Amados Hermanos y Hermanas,

Ayer tuvo lugar uno de los peores tiroteos masivos en la historia reciente de los Estados Unidos, cuando un hombre armado mató e hirió a más de un centenar de personas en un club nocturno en Orlando, Florida. La conmoción y el horror de este asalto han cubierto nuestra nación de luto. Sin embargo, éste es en realidad el tiroteo masivo número 15 en los Estados Unidos en lo que va de junio, y el 133 en el año 2016. Casi tan horripilante como las matanzas mismas es la regularidad con la que nos despertamos a tales informes, y el embotamiento de nuestras sensibilidades ocasionado por esa regularidad.

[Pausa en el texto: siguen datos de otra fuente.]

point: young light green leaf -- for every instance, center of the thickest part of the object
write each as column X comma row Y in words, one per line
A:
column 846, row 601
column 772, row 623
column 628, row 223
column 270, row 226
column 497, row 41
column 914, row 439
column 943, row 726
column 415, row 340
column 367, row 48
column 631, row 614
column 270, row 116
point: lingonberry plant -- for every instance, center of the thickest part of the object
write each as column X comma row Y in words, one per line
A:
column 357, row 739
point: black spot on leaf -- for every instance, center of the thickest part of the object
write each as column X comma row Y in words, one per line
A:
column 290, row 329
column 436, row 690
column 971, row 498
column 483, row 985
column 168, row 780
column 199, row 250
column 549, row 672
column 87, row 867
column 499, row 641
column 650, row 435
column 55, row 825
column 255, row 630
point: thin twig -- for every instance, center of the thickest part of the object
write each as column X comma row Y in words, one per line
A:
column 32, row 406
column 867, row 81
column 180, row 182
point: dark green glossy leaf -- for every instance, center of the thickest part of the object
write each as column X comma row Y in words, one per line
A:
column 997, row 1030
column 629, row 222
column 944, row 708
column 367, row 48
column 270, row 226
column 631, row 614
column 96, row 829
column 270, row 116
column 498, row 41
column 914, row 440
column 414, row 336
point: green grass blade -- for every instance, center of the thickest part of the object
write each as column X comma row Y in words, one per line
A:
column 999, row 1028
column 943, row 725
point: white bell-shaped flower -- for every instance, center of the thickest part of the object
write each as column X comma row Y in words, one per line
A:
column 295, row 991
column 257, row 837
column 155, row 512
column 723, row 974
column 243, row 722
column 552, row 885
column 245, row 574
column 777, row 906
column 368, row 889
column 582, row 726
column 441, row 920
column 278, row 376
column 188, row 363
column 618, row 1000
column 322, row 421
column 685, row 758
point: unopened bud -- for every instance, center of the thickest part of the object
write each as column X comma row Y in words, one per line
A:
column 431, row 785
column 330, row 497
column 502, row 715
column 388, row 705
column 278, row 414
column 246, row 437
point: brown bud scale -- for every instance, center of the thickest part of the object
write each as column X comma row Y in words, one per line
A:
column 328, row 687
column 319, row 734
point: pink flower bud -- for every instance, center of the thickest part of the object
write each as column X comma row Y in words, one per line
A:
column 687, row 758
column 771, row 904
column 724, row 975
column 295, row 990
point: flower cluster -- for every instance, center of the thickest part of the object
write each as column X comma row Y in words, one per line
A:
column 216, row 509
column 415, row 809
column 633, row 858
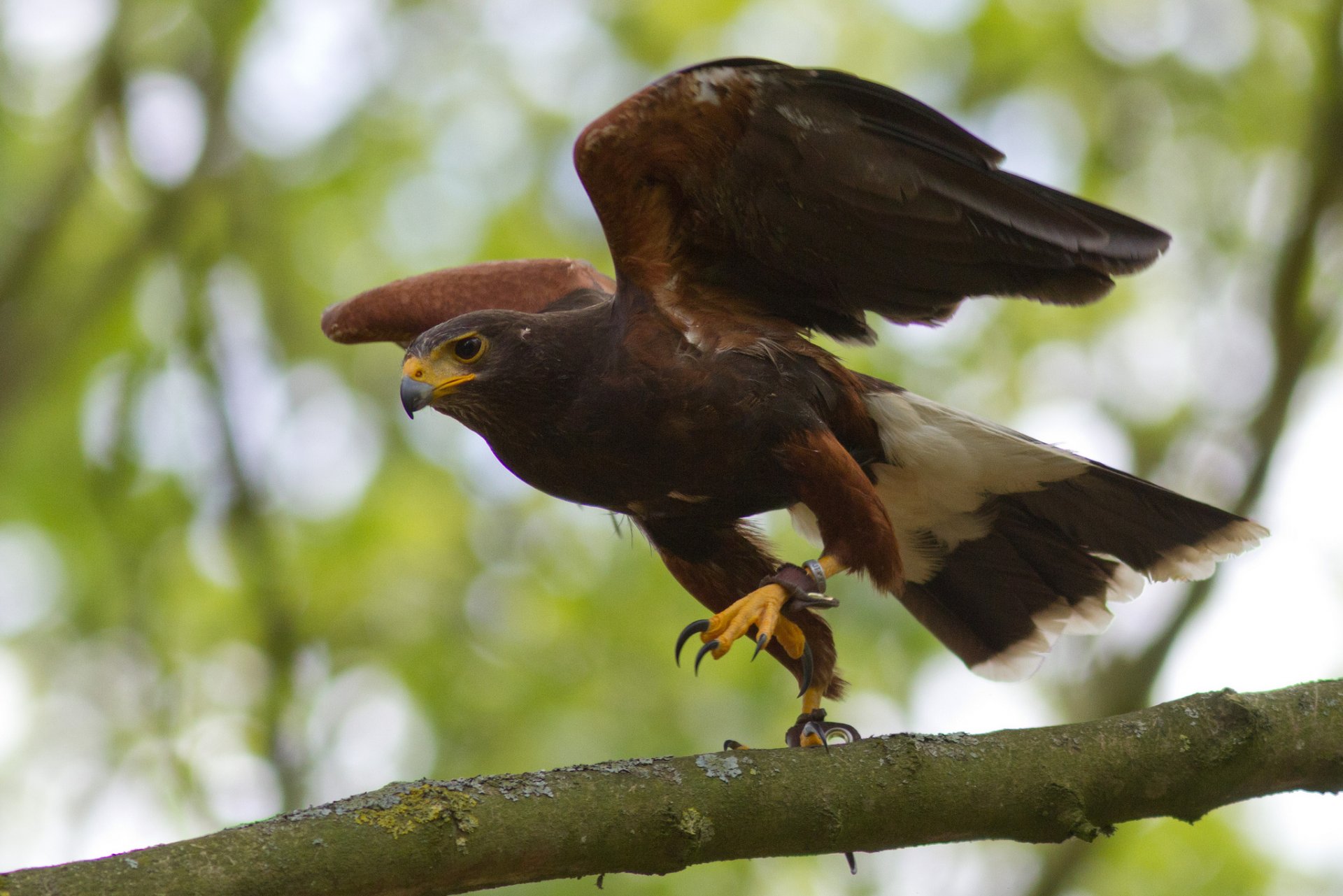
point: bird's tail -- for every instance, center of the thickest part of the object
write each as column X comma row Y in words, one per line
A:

Nos preocupa también el lenguaje de la división y la desconfianza, del racismo y la homofobia y la Islam- fobia y de la demonización del forastero en la puerta, que ha caracterizado a la retórica de algunos en el actual período de elecciones. Parece que algo esencial para nuestra vida en común se está escapando, que parte del hilo esencial del tejido de nuestro país se está destruyendo.

El hombre que disparó en Orlando ha declarado lealtad a ISIS y al terrorismo internacional, y las investigaciones por venir tendrán lugar a la luz de esto. Pero, no hay que perder de vista el hecho de que deliberadamente eligió como blanco a un club nocturno frecuentado por miembros de la comunidad LGBT y fue un ataque directo a esa comunidad. Esta expresión violenta de la violencia homofóbica sin duda será y debe ser caracterizado como un crimen de odio, y ocurre también en la semana en que recordamos el tiroteo de nueve hombres y mujeres afroamericanos en la Iglesia Emmanuel AME en Charleston hace doce meses atrás. Con demasiada frecuencia vemos los patrones de la escalada de la violencia que eligen como blancos a aquellos que han sido marginados históricamente en América.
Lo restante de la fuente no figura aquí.